Saturday, March 2, 2013

Mark Leci - Four Poems

Typo

somewhere in this layered
cubist collage of touch
it is possible
if one peers from the right angle
to separate
three bodies
pry apart the tessellating edges -
divide this flesh into separate forms
but for a moment
we
linked together
a lifeline drawn in blood
for a brief pulse
a quartz vibration
there is something akin to perfection
in this movement
but
then you collapse back
into your mind
the thoughts return
of how his body is such
styled and flowing
copperplate in the square-nibbed pen
and red ink so distinctive
those complex German adjectives
seem to ripple across him
he is a living calligraphy
and she so
clear and radiant
freehand
she bends light towards her
like glass
it follows the waveforms
of the boundaries between
her and not-her
of what is sadness to touch
and what is nothing
your body is so
covered with corrections
rewrites and editing marks
the edges all noise
ink bleeds into the white fibres
from
the shouting of the fights
that made a simple skin
into this memoir, battleground
each skip dull version of
scratches between the grooves of the record
he holds it up to the light to test if it is warped
tosses it away
this is something too far from perfect



Steam Baths

An old man
Levers himself into
The hot bath
With the slowness
Of flowers blooming,
Steam dreamily blurring the room childlike and careless,
Coffee perfectly dripping into an empty pot.

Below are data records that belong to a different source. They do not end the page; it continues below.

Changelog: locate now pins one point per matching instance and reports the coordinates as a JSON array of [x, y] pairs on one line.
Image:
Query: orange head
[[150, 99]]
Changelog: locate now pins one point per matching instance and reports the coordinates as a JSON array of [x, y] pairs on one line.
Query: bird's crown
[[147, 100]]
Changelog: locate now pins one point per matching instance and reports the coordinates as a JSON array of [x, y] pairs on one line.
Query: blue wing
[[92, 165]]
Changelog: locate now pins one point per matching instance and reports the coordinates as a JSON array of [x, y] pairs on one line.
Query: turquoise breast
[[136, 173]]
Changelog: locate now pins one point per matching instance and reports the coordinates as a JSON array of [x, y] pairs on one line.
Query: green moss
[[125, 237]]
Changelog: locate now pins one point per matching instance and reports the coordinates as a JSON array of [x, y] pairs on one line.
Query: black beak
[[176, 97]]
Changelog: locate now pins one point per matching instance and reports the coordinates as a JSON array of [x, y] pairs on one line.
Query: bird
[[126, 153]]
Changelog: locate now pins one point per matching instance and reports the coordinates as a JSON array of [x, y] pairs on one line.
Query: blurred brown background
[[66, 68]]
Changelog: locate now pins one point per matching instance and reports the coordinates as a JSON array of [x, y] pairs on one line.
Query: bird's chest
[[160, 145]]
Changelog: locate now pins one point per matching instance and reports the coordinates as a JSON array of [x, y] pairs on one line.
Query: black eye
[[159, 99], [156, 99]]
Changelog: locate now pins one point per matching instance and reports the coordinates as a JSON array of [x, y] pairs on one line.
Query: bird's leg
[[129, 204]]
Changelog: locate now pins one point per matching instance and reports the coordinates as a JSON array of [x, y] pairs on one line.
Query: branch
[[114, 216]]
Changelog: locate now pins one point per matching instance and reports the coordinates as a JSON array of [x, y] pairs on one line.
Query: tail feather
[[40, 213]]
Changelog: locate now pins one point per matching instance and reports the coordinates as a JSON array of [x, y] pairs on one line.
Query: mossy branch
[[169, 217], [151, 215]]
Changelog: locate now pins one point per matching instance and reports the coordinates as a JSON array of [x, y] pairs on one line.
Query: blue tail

And the lowering of his body
Contains the unspilled passion
Of bursting muscle,
Scalding liquid drifting over the wooden counter,
Flowers exploding along winter’s edge,
The old man screaming
For the muscles to do his bidding,
And a teenage boy
Still as ancient ligament,
His chest suddenly,
Tellingly, flushed.



Road Scholar

with stratified hands
circlets of dirt
echo the blurred
rubbed
whorls of his fingertips
he smudges the yellowing lining
breathes as it oxidizes
runs a crooked finger
over justified columns
thin color diagrams
and broad pages
he is blank and wide as
prairie margins
this lonely
road scholar
retells the parable of the scorpion
shoes fading camouflage
with the bitumen
tree roots
veins
cracks in concrete face
unsure which page to read
he stares into blank
space
like Picasso's blue family
the moving finger
smooths the creased pages
with a hard black fingernail
traces the scrawled notes
with empty pen
frail amalgam of feeling
his books are out of date
and the world turns
faster than he can run



Nothing

The last time
I sat and did nothing
Or read a book
Without time whining
Through the hourglass
Like a vacuum

Snow was
Deep over
Italy

Franco was
Toddling in
His garden

Old potatoes
Were still new

The dragonflies
Were kick-starting
Their wings on
The back porch
Running ink
Into tiny grooves
Like a record

8-track was
The wave of
The future
Clicks and
Syncs

Certain girls
Would be
Expected to have
Both long gloves
And cigarette holders

You were
A tiny neon
Bud
And nobody
Touched you



Mark Leci’s writing is strongly influenced by such diverse fields as chemistry, music, physics and computer programming. He lives alone in Calgary.